3d’s San Diego Box League is back for the fourth consecutive year and should be more competitive than ever. Founded in 2012, the SDBL has grown into the biggest box lacrosse league in Southern California, with more than 38 teams competing and featuring players ranging from 1st through 12th grade. The strength of the league comes from a few key factors, but most importantly the focus on teaching. Intense training during practice sessions separates 3d’s San Diego Box League from other leagues in Southern California. Each practice has a 3d Master Coach in attendance along with an experienced box coach teaching the game of box lacrosse in authentic Canadian style. The 3d Master Coach ensures each practice emphasizes the right mix of individual skill, small-sided competition and team philosophies. Players are introduced to new skills and concepts at each training session in a fast-paced learning environment.

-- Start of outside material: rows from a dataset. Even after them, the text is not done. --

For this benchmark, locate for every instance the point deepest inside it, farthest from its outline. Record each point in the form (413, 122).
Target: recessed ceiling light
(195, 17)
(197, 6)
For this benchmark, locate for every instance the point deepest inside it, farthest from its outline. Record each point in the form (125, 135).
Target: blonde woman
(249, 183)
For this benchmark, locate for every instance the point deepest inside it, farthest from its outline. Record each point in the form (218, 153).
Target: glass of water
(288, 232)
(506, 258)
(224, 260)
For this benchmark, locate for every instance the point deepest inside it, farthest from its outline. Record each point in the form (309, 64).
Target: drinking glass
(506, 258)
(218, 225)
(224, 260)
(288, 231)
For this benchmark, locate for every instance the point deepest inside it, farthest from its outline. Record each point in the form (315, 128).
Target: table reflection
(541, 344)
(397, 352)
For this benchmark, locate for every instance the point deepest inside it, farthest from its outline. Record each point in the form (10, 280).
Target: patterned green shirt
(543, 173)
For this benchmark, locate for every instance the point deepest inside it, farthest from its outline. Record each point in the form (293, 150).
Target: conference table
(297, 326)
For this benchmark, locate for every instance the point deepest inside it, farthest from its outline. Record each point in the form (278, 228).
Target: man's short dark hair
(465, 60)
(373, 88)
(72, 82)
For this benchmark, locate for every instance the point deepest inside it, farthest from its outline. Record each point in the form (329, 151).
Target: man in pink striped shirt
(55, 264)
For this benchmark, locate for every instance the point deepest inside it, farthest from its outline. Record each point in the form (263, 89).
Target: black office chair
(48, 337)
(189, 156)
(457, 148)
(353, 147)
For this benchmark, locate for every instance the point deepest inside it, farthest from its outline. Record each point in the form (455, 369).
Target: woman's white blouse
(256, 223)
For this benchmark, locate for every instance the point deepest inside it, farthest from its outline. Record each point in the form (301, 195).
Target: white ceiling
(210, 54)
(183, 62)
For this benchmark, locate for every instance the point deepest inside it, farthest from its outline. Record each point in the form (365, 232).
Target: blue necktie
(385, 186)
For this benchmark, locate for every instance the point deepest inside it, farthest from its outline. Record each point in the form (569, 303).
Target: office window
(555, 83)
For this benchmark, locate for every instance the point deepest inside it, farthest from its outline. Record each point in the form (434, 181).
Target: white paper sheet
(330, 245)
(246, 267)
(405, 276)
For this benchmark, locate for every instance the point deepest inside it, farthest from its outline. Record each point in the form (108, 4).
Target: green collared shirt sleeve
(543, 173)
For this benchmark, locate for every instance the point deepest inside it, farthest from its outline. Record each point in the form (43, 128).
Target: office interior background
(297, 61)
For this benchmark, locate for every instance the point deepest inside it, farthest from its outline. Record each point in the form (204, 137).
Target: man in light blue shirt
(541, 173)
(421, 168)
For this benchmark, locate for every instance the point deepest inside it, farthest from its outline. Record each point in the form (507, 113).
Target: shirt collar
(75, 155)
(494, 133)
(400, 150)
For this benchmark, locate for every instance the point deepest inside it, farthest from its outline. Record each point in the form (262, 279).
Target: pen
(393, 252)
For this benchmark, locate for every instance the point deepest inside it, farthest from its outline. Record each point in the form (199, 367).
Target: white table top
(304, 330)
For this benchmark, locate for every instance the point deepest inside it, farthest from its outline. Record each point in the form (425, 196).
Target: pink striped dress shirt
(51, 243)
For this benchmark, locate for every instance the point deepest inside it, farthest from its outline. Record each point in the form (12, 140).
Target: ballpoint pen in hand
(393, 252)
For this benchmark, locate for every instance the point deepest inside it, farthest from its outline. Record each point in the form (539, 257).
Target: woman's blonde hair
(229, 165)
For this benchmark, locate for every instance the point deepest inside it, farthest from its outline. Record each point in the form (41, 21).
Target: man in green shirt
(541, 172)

The SDBL takes place in a full-size hockey rink at the famous Kit Carson Park in Escondido. Kit Carson Park is home to the best box lacrosse venue in Southern California, outfitted with two full-size roller hockey rinks, full-size team benches, shot clocks, penalty boxes and electronic score boards, which include a penalty time display. For convenience, teams train in two different locations during the week throughout the season. Players who live close to the coast train at the Ecke YMCA in Encinitas, and our 15 corridor players practice at the Poway Sportsplex.

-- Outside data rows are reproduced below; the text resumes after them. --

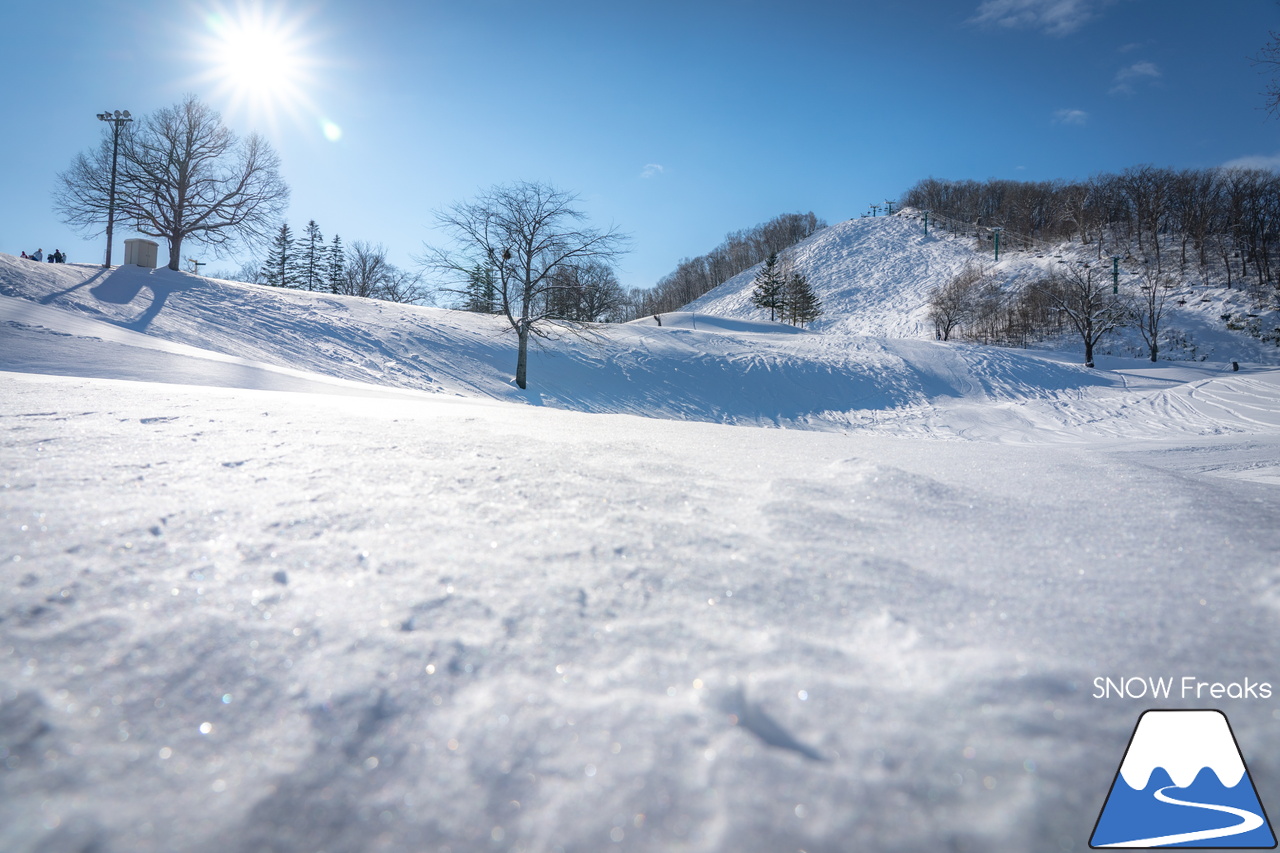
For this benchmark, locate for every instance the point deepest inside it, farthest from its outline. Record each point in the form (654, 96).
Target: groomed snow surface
(297, 573)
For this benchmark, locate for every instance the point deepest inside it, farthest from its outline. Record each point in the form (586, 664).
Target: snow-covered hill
(138, 324)
(874, 276)
(292, 573)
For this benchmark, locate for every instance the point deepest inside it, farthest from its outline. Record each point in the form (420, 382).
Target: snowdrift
(296, 573)
(138, 324)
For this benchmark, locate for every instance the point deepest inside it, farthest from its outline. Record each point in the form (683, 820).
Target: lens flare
(263, 60)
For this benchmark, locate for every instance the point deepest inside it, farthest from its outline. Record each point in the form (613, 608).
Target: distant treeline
(1205, 215)
(741, 250)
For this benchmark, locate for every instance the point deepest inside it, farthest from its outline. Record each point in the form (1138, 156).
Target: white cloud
(1130, 74)
(1255, 162)
(1055, 17)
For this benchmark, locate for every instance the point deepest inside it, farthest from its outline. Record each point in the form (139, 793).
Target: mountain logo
(1183, 783)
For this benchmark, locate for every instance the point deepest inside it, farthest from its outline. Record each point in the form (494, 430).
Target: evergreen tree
(312, 261)
(337, 267)
(282, 264)
(800, 305)
(768, 286)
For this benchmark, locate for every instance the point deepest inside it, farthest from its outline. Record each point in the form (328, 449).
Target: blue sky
(676, 122)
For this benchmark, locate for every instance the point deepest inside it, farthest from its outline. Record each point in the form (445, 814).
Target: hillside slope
(174, 327)
(874, 276)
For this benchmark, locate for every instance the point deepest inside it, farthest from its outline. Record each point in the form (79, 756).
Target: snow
(291, 571)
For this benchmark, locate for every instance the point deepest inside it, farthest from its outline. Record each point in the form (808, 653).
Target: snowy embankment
(874, 276)
(291, 573)
(135, 324)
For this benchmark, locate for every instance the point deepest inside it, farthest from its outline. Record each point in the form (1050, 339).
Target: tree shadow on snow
(46, 300)
(122, 290)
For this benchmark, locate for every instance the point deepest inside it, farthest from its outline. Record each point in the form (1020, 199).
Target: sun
(260, 62)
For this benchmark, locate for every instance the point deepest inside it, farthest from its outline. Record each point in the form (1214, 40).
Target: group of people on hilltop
(55, 256)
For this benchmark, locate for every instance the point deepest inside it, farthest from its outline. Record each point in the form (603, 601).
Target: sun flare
(259, 60)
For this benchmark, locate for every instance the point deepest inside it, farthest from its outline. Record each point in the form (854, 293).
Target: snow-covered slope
(142, 324)
(297, 573)
(874, 276)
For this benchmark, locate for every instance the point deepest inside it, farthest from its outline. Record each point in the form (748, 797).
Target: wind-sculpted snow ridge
(172, 327)
(292, 573)
(874, 277)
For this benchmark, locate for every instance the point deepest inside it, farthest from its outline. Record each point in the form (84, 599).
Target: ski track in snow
(291, 571)
(1248, 821)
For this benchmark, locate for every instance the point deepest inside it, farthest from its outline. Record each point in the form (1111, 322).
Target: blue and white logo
(1183, 783)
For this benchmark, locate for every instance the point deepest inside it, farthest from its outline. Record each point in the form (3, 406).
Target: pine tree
(800, 304)
(312, 258)
(282, 263)
(768, 286)
(337, 267)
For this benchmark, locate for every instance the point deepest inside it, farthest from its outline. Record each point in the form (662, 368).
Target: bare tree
(525, 232)
(183, 176)
(369, 274)
(1150, 306)
(952, 304)
(1270, 59)
(1087, 301)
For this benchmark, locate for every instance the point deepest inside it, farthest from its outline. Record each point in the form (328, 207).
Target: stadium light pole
(118, 119)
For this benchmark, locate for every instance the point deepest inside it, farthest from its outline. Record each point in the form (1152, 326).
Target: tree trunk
(522, 357)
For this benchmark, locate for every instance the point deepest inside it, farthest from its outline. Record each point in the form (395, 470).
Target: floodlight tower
(118, 121)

Director of 3d San Diego and Poway High School varsity lacrosse coach Zack Burke founded the league and has been at the helm all four years. Burke, a former professional field and box lacrosse player, believes strongly that a contributing factor to Poway winning the San Diego CIF Open Division in 2015 and 2016 was the positive influence of box lacrosse on his players and their skills.
“There is no doubt in my mind that the focus on the pick-and-roll game, off-ball motion offense and skill training has transformed the Poway program into a championship-winning program and a top team on the West Coast,” Burke said. “Our guys get more reps than other players. It’s that simple. In each box training session, they will touch the ball four times more than they would in a field lacrosse practice.”

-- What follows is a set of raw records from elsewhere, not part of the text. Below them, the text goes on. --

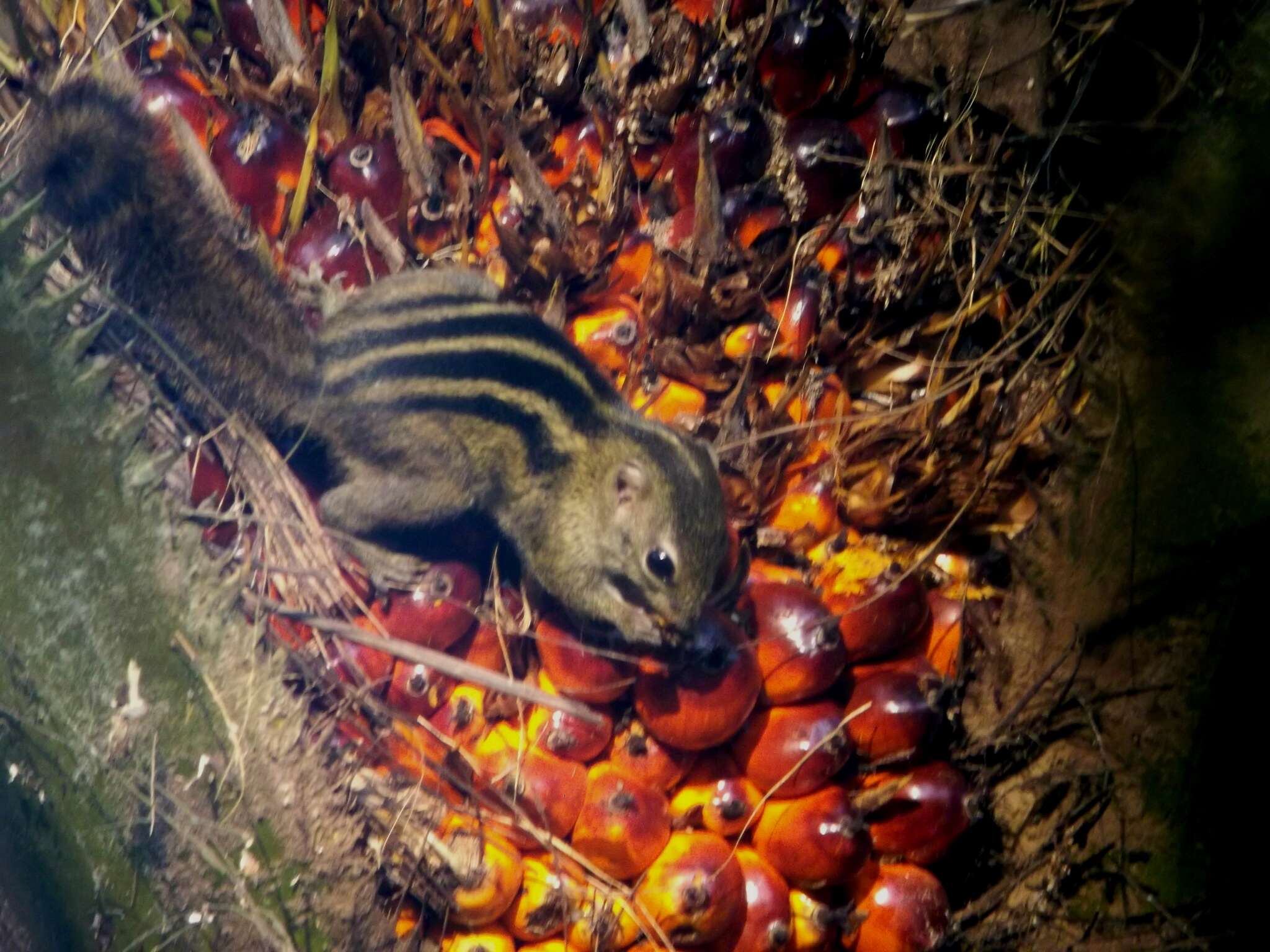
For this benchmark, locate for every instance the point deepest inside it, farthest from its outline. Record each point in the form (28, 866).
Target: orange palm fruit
(812, 922)
(923, 818)
(717, 795)
(577, 668)
(548, 788)
(564, 734)
(704, 701)
(695, 890)
(768, 924)
(463, 716)
(607, 334)
(624, 823)
(492, 938)
(818, 839)
(901, 715)
(798, 646)
(905, 910)
(549, 894)
(603, 922)
(791, 751)
(639, 754)
(488, 874)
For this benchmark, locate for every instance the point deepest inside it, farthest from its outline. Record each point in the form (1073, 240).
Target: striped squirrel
(430, 397)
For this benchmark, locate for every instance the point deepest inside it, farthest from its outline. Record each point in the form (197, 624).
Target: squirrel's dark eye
(660, 564)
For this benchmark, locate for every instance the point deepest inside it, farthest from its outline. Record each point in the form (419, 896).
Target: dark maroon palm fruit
(808, 52)
(335, 250)
(828, 161)
(929, 811)
(242, 30)
(367, 168)
(258, 157)
(900, 716)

As groups of players and entire teams buy-in to the intense training offered by box lacrosse, Burke said, the players immersing themselves in the box experience will eventually help alter the identity of their programs. He is hopeful that will catch on with more and more players as he looks to grow the SDBL for 2016.
“If 35 players from one program play box lacrosse year after year, it’s only a matter of time until that program is successful,” Burke said. “There will be 35 guys in the program that have the same skill set that includes faking, deceptive shooting and a comfort level playing in stressful situations. For me, box lacrosse has proven to be the best way to train players who want to drastically improve their game in a short amount of time.”